Most companies today understand both the benefits and importance of recruiting and hiring a diverse workforce that includes a range of ages, ethnicities, religions, social classes, physical abilities, and political and world views. But, once you have the diversity piece down, it’s critical for management to ensure the right culture is in place that promotes, supports, and encourages all employees – from top to bottom – to be aware of the inclusion side of the D&I formula.


"Involvement and empowerment, where the inherent worth and dignity of all people are recognized. An inclusive (organization) promotes and sustains a sense of belonging; it values and practices respect for the talents, beliefs, background, and ways of living of its members."  -


Assess Your Current Culture

Start by making an objective assessment of your current workforce and culture. If it resembles the clique-like behavior found in many U.S. high school cafeterias, then you’ve got some work to do! Don’t get me wrong – many of our youth “get it” much more than their adult counterparts – but I think we all can relate to the high school cliques from our past, or the infamous packs of like-minded and like-looking youth in movies such as “Mean Girls”. Stemming from this clique-like behavior, social exclusion can result in poor physical and mental health, which eventually means poor performance directly affecting your company. When you promote inclusion into your company, employees are more apt to have positive thoughts when coming in for work. And positive thoughts turn into positive performance from your employees!  

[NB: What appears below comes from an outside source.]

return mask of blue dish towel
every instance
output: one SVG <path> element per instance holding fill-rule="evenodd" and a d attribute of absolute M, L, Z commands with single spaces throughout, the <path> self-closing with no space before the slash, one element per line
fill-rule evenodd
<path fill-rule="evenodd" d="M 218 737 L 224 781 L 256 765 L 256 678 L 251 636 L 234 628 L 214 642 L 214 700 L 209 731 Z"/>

How Can You Promote Inclusion?
  • Train leaders and managers on identifying biases and on modeling inclusive behavior – such as engaging in active listening and encouraging different points of views and contributions from everyone in meetings and other interactions
  • Listen to employees and ask for ideas – hold a town hall meeting with “inclusion” as the topic and see what ideas are unearthed  
  • Celebrate employee differences; respect backgrounds and traditions – hold pot lucks where employees can bring a favorite food and share about their traditions
  • Out of sight, NOT out of mind - remember to include remote workers and off-site or field employees in as many meetings and activities as possible – they can often feel the most disconnected to the organization  
  • Catered lunches… happy hours… be sure to have plenty of options for vegetarians, vegans, dieters, non-drinkers, and the like

The cost of recruiting talent and the effort required to recruit a diverse talent pool is too costly to afford to lose those candidates due to a lack of inclusivity. Some of these action items are very simple and can make the difference to candidates who may be feeling left out. Daily interactions are the most telling sign of whether or not your company has an inclusive culture… remember that sometimes it’s the small stuff that really matters.